Climatizzatori e condizionatori 2018: vediamo cos’è e come funziona il bonus condizionatori, quali le detrazioni fiscali, i requisiti di spesa e cosa sapere per usufruire dell’agevolazione per l’acquisto di un condizionatore

Il 2018 è l’anno dei lavori in casa. Numerosi, infatti, sono i bonus e le agevolazioni per chi voglia ristrutturare il proprio appartamento, acquistare arredi ed elettrodomestici o migliorare l’efficienza energetica della propria abitazione; per conoscere tutti i bonus previsti per la casa, leggi: Lavori in casa: tutti i bonus del 2018;  per conoscere – più nel dettaglio – tutte le informazioni utili in tema di bonus mobili 2018, leggi: Bonus acquisto mobili 2018: ecco tutte le risposte e Bonus mobili 2018: cosa sapere per non sbagliare. La legge di bilancio 2018, infatti, ha prestato molta attenzione al tema casa, confermando una serie di previsioni in termini di bonus e detrazioni. Tra queste, molta importanza assume il cosiddetto bonus condizionatori. Il condizionatore è molto utile sia d’inverno che d’estate, periodo in cui  diventa molto spesso indispensabile. Ora, però, a prescindere dal periodo, la domanda è sempre la seguente: come risparmiare sul condizionatore? Vediamo allora cos’è e come funziona il bonus condizionatori, quali le detrazioni fiscali, i requisiti di spesa, quale l’aliquota Iva applicabile e cosa sapere per usufruire dell’agevolazione per l’acquisto di un condizionatore nel 2018.

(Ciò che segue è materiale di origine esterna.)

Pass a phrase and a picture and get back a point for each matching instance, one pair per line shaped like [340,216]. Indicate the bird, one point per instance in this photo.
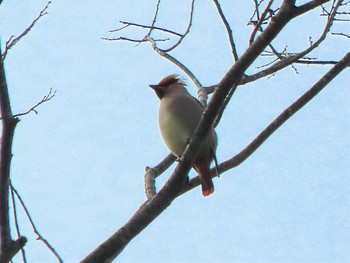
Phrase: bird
[178,117]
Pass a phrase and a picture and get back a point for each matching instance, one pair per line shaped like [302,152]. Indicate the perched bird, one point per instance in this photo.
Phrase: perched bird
[179,115]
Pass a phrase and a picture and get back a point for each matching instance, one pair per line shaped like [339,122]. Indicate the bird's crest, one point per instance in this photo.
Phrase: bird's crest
[171,79]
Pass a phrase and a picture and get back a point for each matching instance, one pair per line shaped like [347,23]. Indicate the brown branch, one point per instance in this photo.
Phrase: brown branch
[46,98]
[260,20]
[127,24]
[228,30]
[114,245]
[173,60]
[8,247]
[154,20]
[39,236]
[152,173]
[186,32]
[276,123]
[341,34]
[16,221]
[290,59]
[14,40]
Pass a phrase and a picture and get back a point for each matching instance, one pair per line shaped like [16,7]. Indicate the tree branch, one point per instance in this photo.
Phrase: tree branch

Bonus condizionatori: cos’è?

Il bonus condizionatori è un’agevolazione consistente nella possibilità di detrarre dall’Irpef (Imposta sul reddito delle persone fisiche) i costi sostenuti per l’acquisto di un condizionatore.  Dunque, quando il cittadino (sia d’inverno che d’estate) procede all’acquisto di un condizionatore ha diritto a detrarre dalla dichiarazione dei redditi la suddetta spesa.

L’acquisto, può avvenire sia a seguito di lavori di ristrutturazione che a seguito di lavori per l’efficienza energetica.

Per richiedere il bonus 2018 spettante per l’acquisto di condizionatori, infatti, è necessario distinguere il tipo di spesa eseguita a partire dalla data del 1° gennaio 2018 ed entro la data del 31 dicembre 2018. A seconda della tipologia di spesa effettuata, infatti, cambierà la detrazione fiscale che sarà pari al 50% o al 65%. Ma procediamo con ordine.

Bonus condizionatori 2018: per quali spese?

La detrazione Irpef di cui si può usufruire per l’acquisto di un condizionatore muta a seconda della tipologia di spesa posta in essere. In particolare, la spesa sostenuta per l’acquisto di un nuovo condizionatore potrà essere posta in essere nell’ambito di:

  • lavori di ristrutturazione;
  • acquisto mobili ed elettrodomestici;
  • lavori per efficienza energetica.

Bonus condizionatori e lavori di ristrutturazione

Le prime due ipotesi sopra elencate presuppongono la sussistenza di lavori di ristrutturazione in casa. Se l’acquisto di un condizionatore avviene a seguito di lavori di ristrutturazioni in casa è possibile richiedere un bonus del 50%. La detrazione Irpef, dunque, in questo caso sarà pari al 50%.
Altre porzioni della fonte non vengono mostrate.